As I can’t work anymore, we have gone from being a two salary family to having to rely on just my husband’s – he works long hours in London as a Mechanical & Engineering Manager and luckily his company has been very understanding.  It has meant we have had to cut back on the things we used to enjoy and we are having to downsize our house and will be moving hopefully early in the New Year.

I regularly have to go to bed and sleep during the day because I suffer with extreme fatigue, when before I was always doing things, and, when I get tired, my vision gets worse and I have blind spots.  Because of my dizziness and balance issues, I can’t walk any distance, so I am reliant on a mobility scooter to get around.

I used to do a lot of swimming (as a child I took part in swimming galas) and it took a long time before I could get back to that, but now I always have to go with someone else – I am so reliant on other people, particularly as I had to give up my driving licence.  One thing that I love, however, and which I took up after I found I had a brain tumour, is sewing.  It helps me stay positive. 

The effect of my diagnosis on my family has been immense.  Daisy, the eldest, seemed to deal with it better, at least on the surface, but Dylan, who is autistic, found it really tough.  It exacerbated his anxiety tremendously and he would often refuse to go to school because he was so worried about leaving me.

The hard thing is that people look at us and think we are a normal family.  They don’t understand and can be very intolerant.  I am so appreciative of the close friends we have who understand when my son has a meltdown or I am so exhausted I just need to go to bed.

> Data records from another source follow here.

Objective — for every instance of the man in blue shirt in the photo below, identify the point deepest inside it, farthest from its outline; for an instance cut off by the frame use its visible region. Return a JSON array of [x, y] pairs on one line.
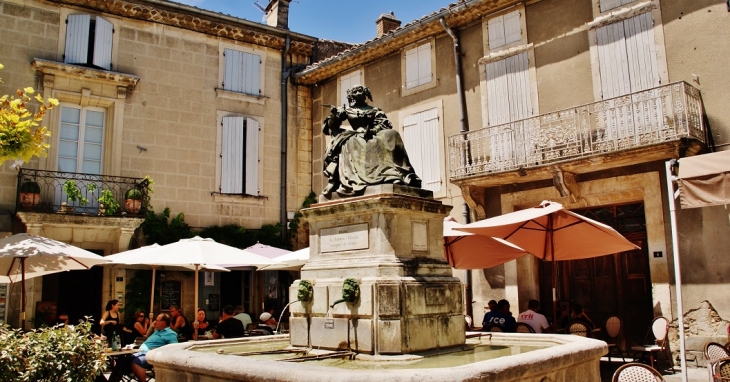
[[137, 363]]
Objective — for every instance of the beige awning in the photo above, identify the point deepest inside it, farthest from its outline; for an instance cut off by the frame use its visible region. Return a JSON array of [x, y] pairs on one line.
[[704, 180]]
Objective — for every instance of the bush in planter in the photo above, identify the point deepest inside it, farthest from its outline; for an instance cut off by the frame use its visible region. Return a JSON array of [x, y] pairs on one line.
[[51, 354]]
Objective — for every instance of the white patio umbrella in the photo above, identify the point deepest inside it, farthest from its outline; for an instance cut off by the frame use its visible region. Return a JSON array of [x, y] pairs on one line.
[[24, 256], [202, 252], [144, 258], [292, 261], [552, 233]]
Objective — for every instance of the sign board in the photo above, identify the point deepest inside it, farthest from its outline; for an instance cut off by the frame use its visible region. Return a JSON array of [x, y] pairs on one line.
[[169, 294], [344, 238]]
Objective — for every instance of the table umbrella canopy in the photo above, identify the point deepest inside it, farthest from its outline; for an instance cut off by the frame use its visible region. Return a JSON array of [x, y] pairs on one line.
[[551, 232], [704, 180], [465, 250], [41, 256], [292, 261]]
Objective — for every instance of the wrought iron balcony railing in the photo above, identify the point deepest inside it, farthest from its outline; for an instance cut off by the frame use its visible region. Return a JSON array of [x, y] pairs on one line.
[[640, 119], [85, 194]]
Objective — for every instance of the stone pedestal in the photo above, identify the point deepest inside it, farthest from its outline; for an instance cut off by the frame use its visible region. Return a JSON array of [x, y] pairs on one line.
[[391, 241]]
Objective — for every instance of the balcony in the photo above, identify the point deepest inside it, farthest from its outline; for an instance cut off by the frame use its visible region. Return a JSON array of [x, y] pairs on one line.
[[90, 195], [640, 127]]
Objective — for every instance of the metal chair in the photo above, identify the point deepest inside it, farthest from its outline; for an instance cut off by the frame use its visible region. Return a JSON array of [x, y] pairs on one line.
[[636, 372], [721, 370], [522, 327], [579, 328], [659, 328], [613, 331]]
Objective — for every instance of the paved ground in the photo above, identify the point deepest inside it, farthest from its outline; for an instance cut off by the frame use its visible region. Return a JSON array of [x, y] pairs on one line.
[[694, 374]]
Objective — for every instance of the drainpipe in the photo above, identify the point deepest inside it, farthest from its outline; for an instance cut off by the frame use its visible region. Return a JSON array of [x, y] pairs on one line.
[[463, 129]]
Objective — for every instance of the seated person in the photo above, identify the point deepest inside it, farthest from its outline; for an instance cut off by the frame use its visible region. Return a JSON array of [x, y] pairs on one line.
[[137, 363], [228, 327], [577, 314], [502, 318], [531, 317]]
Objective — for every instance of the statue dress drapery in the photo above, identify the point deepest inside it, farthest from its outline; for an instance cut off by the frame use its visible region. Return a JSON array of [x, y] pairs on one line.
[[371, 153]]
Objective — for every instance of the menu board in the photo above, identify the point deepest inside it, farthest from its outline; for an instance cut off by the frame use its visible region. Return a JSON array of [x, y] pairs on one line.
[[170, 294]]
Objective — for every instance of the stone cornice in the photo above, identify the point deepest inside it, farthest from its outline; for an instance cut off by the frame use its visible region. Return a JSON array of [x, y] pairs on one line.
[[199, 20], [455, 15], [60, 69]]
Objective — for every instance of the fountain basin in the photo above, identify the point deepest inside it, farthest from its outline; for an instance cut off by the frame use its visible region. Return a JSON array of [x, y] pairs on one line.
[[555, 358]]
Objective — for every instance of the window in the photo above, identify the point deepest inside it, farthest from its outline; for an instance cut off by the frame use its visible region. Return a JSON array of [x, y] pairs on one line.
[[421, 138], [418, 68], [242, 72], [504, 30], [627, 57], [239, 155], [347, 81], [607, 5], [88, 41], [81, 139]]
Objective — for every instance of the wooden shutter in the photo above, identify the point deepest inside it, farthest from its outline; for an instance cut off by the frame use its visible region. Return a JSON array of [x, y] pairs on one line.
[[421, 137], [242, 72], [252, 156], [77, 39], [495, 27], [512, 27], [518, 87], [411, 68], [103, 44], [232, 155]]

In hindsight, I can see that, in fact, I did have symptoms.  I always had headaches and was a migraine sufferer, but it did get a little bit worse leading up to my diagnosis, although not enough to be unduly concerned.  My eye sight was deteriorating more rapidly and I was getting new glasses every six months by then.  I also developed vasculitis – a condition when, for some reason, the immune system attacks healthy blood vessels, causing them to become swollen and narrow.  I kept asking the GP what was causing it, but he didn’t know.  I also felt SO tired.  Now I believe that these were signs that my body was screaming that something was very wrong. 

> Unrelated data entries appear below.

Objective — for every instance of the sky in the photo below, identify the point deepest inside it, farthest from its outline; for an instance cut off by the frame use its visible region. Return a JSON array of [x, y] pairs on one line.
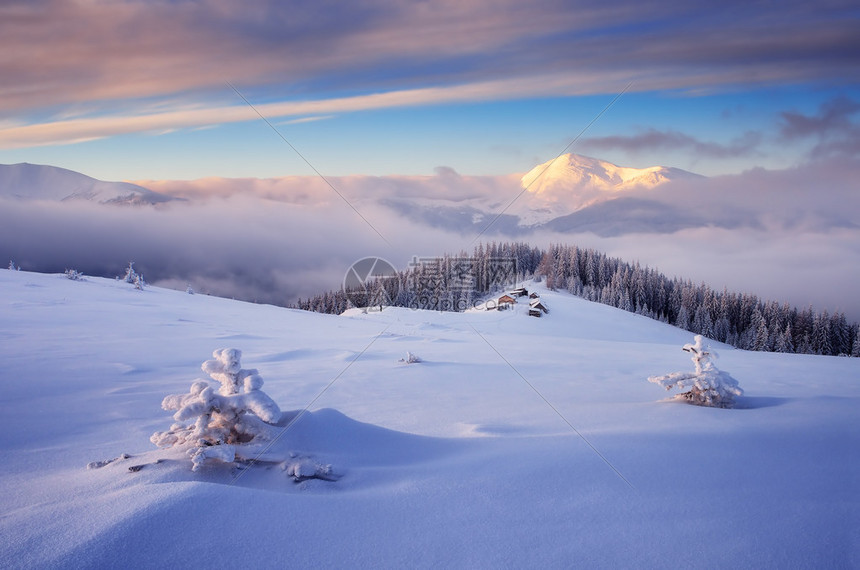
[[133, 90]]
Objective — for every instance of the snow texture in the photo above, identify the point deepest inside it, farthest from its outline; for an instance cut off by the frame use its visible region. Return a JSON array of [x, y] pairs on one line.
[[706, 386], [236, 414]]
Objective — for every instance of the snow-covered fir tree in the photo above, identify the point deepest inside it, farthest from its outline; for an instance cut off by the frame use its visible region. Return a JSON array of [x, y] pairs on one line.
[[217, 424], [133, 277], [741, 320], [706, 385]]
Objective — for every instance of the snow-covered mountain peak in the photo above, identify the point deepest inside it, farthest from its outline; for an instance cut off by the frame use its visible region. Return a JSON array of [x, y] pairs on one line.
[[573, 171]]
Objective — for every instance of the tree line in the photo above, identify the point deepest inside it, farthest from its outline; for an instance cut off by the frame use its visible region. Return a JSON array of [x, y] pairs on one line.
[[457, 282]]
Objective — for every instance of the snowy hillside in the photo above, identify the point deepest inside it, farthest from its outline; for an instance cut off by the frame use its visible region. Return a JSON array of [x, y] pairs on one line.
[[515, 442], [37, 182]]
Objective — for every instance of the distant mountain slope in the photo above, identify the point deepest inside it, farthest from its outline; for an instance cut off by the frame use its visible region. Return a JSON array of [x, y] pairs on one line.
[[39, 182]]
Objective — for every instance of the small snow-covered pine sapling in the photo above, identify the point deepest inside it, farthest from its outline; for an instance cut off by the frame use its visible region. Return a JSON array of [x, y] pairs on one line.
[[706, 386], [238, 414]]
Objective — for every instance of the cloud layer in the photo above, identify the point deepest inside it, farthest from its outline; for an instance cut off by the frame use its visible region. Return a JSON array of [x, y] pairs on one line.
[[82, 70]]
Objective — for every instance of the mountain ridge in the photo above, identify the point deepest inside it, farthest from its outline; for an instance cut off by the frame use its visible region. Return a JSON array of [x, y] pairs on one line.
[[27, 181]]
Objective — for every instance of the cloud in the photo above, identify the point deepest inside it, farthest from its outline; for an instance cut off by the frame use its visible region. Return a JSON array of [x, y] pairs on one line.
[[656, 140], [833, 128], [78, 71]]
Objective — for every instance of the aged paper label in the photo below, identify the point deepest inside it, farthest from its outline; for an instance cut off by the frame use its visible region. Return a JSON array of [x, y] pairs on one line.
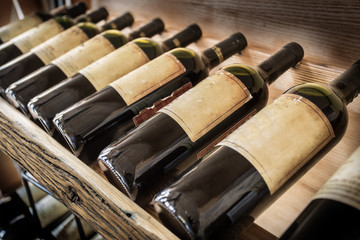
[[115, 65], [14, 29], [33, 37], [209, 103], [281, 138], [83, 55], [149, 77], [60, 44], [344, 185]]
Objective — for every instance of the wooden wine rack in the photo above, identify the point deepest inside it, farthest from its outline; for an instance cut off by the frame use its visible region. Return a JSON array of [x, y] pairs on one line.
[[329, 32]]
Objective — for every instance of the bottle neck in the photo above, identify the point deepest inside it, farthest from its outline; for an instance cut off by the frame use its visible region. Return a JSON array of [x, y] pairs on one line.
[[119, 23], [74, 11], [347, 85], [220, 52], [287, 57], [183, 38], [148, 30], [95, 16]]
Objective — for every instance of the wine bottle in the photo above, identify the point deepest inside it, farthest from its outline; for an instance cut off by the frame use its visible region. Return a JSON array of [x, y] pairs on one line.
[[102, 72], [250, 168], [35, 36], [20, 92], [190, 123], [46, 52], [94, 17], [334, 212], [18, 27], [115, 105]]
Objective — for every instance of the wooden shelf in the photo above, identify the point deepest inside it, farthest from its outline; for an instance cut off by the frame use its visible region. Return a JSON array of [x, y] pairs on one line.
[[327, 30], [79, 187]]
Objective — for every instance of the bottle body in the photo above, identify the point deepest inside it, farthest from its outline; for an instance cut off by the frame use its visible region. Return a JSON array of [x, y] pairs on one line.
[[16, 28], [45, 53], [30, 21], [91, 79], [141, 88], [107, 107], [20, 92], [33, 37], [334, 212], [190, 123], [241, 186], [101, 73]]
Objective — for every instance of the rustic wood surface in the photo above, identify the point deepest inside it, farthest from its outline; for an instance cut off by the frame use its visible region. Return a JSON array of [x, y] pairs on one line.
[[83, 191], [329, 33], [329, 30]]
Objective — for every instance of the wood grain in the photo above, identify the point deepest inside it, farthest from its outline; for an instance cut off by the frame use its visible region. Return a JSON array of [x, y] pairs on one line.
[[83, 189], [84, 192], [327, 29]]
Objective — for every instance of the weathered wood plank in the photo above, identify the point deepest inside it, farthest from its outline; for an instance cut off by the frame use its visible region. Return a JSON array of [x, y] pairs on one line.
[[327, 29], [83, 191], [83, 188]]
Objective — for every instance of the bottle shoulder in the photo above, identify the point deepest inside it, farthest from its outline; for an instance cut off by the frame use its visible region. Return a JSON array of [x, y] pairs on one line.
[[251, 77], [43, 15], [90, 29], [65, 21], [116, 38], [327, 100], [150, 47], [191, 60]]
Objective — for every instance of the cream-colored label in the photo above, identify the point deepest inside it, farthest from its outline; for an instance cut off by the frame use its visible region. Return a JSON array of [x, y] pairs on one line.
[[206, 105], [149, 77], [344, 185], [281, 138], [115, 65], [16, 28], [37, 35], [81, 56], [60, 44]]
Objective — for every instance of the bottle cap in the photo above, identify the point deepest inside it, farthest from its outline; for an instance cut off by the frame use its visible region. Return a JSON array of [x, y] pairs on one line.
[[348, 83], [190, 34], [148, 30], [287, 57], [73, 11], [119, 23], [235, 43], [94, 16]]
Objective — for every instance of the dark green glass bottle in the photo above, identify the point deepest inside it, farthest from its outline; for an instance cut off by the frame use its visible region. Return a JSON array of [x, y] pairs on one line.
[[108, 113], [255, 164], [103, 72], [20, 92], [46, 52], [37, 35], [136, 173], [18, 27]]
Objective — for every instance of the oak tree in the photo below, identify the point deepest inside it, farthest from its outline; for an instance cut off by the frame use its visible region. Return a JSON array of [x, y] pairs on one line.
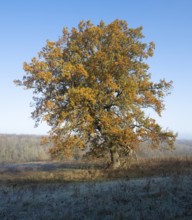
[[92, 87]]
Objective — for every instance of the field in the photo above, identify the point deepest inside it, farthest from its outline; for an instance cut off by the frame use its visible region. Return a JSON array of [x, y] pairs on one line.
[[148, 189], [156, 186]]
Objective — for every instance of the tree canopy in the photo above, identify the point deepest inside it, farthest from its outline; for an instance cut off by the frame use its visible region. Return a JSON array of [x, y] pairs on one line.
[[92, 87]]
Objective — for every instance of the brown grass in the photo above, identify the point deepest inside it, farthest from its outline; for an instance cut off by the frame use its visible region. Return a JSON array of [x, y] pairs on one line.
[[135, 169]]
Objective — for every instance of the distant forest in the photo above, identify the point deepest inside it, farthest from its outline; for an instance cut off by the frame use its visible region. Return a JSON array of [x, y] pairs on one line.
[[27, 148], [22, 148]]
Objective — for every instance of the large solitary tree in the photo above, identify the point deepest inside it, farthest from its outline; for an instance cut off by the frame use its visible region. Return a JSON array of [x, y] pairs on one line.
[[92, 87]]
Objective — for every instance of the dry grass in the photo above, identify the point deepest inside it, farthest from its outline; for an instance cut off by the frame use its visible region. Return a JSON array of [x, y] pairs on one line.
[[145, 189], [68, 172]]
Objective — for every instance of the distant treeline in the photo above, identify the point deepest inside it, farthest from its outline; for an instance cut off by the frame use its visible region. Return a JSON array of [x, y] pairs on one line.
[[22, 148], [27, 148]]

My prognosis is uncertain – my consultant told me that the tumour will grow again – she hasn’t known anyone with my type of brain tumour where it hasn’t – so I have to go for regular MRI scans to check it is stable or whether I need more surgery and/or treatment.

I am passionate about supporting others with brain tumours as I know from my own experience that support is key to staying positive and I am also passionate about raising awareness.  People and GPs need to look out for early signs that might indicate the presence of a brain tumour and we need more research so that brain tumour patients benefit from more effective treatments and ultimately a cure.  

I am blessed with very supportive parents who mercifully live close by and do huge amounts for me and whom I very heavily reliant on.  The strange thing is this year my Dad has been diagnosed with an acoustic neuroma brain tumour, so his journey is just beginning, and my Mum’s Dad died of a brain tumour when she was 11.  Nevertheless, we have been assured that there is no congenital link with me having a meningioma.

I also have to rely such a lot on my wonderful husband, Lindsay.  It has been very tough on him, but Lindsay is and has been amazing.  I would be lost without him.  Never have the words: ‘In sickness and in health’ been more tested.